These men held enormous stature in their fields of nutrition and economics, respectively. Their leadership was extensive and the impact they had long-lasting; moreover, the courses of action provoked by their intellectual missteps took humanity down paths at once regrettable and unquestionably complicated. They did a thing that was exceedingly familiar among intelligentsia and common to men with big white feet. They believed what they did was pure science, when in fact nutrition and economics are as much art as science; the reason being salient: the subject matter is a prejudiced thorny  willful complicated creature and absolute knowledge is verboten. They did another thing in common: they used the political apparatus of the state to further their goals fame careers and legacies. Only now, after all of this time, is it becoming clear that these two touted geniuses have cost society in ways at first hard to imagine.

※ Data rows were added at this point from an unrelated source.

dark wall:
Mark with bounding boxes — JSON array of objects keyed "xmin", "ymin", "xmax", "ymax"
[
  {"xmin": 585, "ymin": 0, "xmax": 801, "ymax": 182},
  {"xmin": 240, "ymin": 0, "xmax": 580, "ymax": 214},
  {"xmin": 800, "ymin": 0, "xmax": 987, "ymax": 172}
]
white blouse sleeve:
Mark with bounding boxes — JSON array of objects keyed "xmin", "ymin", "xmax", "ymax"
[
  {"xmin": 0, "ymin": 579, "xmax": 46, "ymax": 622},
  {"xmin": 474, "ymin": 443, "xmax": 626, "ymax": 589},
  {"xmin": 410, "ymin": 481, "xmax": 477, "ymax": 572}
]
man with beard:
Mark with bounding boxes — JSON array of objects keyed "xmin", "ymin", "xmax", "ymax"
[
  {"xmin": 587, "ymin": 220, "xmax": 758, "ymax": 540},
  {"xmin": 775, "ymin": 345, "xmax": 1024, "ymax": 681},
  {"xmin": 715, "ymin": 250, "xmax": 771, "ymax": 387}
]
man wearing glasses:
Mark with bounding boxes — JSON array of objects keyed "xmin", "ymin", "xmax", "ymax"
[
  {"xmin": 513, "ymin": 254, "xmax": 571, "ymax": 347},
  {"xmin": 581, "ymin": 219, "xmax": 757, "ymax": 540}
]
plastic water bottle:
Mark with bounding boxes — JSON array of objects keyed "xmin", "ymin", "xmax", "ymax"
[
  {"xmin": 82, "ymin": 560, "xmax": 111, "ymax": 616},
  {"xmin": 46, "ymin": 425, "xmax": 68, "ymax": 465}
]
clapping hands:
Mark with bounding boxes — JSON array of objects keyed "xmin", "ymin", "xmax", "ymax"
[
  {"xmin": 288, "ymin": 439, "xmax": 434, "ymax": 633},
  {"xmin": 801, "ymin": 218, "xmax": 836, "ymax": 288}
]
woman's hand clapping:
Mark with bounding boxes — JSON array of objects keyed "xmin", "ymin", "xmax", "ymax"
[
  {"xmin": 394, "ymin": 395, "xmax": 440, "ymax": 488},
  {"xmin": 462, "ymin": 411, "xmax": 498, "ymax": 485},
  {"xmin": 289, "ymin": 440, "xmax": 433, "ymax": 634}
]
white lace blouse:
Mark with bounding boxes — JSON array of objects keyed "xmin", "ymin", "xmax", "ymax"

Ancel Keys is claimed to have biased a large study of Western diets relating to heart disease in over 20 countries and condensed it to the Seven Countries Study which was later to bring him recognition in the field of nutrition. I don’t know if that charge is entirely true, but Keys’ published work provided some of the foundation for the scientific support for his cholesterol theory which was widely accepted as plausible if not probable. It  associated the ingestion of dietary fat to coronary heart disease and started the myth that eating cholesterol caused dangerously high cholesterol levels in the blood, that animal fat had a direct causal link to heart disease and that synthetic oils could be a healthy alternative. By the way, he lived to be a hundred years old.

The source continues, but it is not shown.